Facebook Posts Engagement and Reach Correlation Analysis

One of the biggest challenges when work from home marketing on Facebook is to drive engagement (comments+”Likes”) from the users to users. A recent analysis from the digital marketing agency, Web Liquid, investigated how the users behave and interact with Facebook contents affect others.

The analysis gathered data from 16 different brand pages on Facebook with a total of more than 3.5 million fans throughout over than 1500 posts. To eliminate specific industry’s effects, the research covered different brand categories such as consuming products, fashion and sports.

Engagement And Reach Correlation

The analysis shows a very clear engagement advantage for posts with photos or videos over posts with only links or text. Posts with photos scored the highest engagement rate (0.37%) following by posts with videos (0.31%) and posts with text only (0.27%). Posts with only links scored the lowest engagement rate (0.15%).

In terms of reach (impressions), the research has found that even though posts with photos are more engaging than posts with videos, video posts reach almost twice as much audience than photo posts. Link posts scored the lowest in terms of reach while text only posts gained little more impressions.
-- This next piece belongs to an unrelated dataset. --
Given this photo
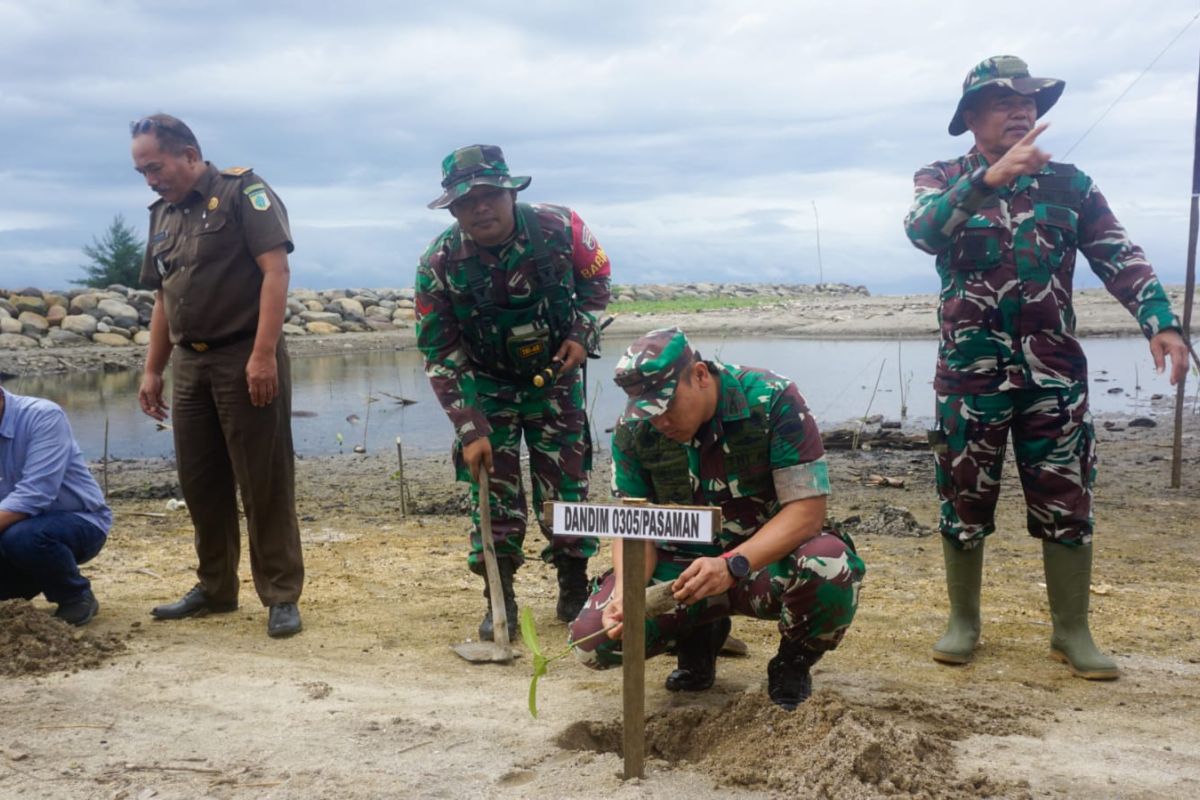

Enagagement And Reach Correlation By Posts Type

“Likes” Vs Comments

The research had some interesting findings about this issue- While posts received on average more “Likes” than comments, when users are engaging through comments it produces 2.5 times more impressions than “Likes”. In other words, More people are “Liking” posts than commenting, but comments have a wider reach.

Likes Vs Comments Reach and Engagement

Work From Home Conclusions

Deciding on what type of posts to publish (photo, video, link, text) is very much depends on your goals- If its to drive engagement it might be better to publish photo posts, however, if you seek reaching to as much people as you can it might be better to publish video posts.

Additionally, if you seek for as wider reach as possible, you might prefer encourage commenting (call for action) even though encouraging “Likes” might result more interaction.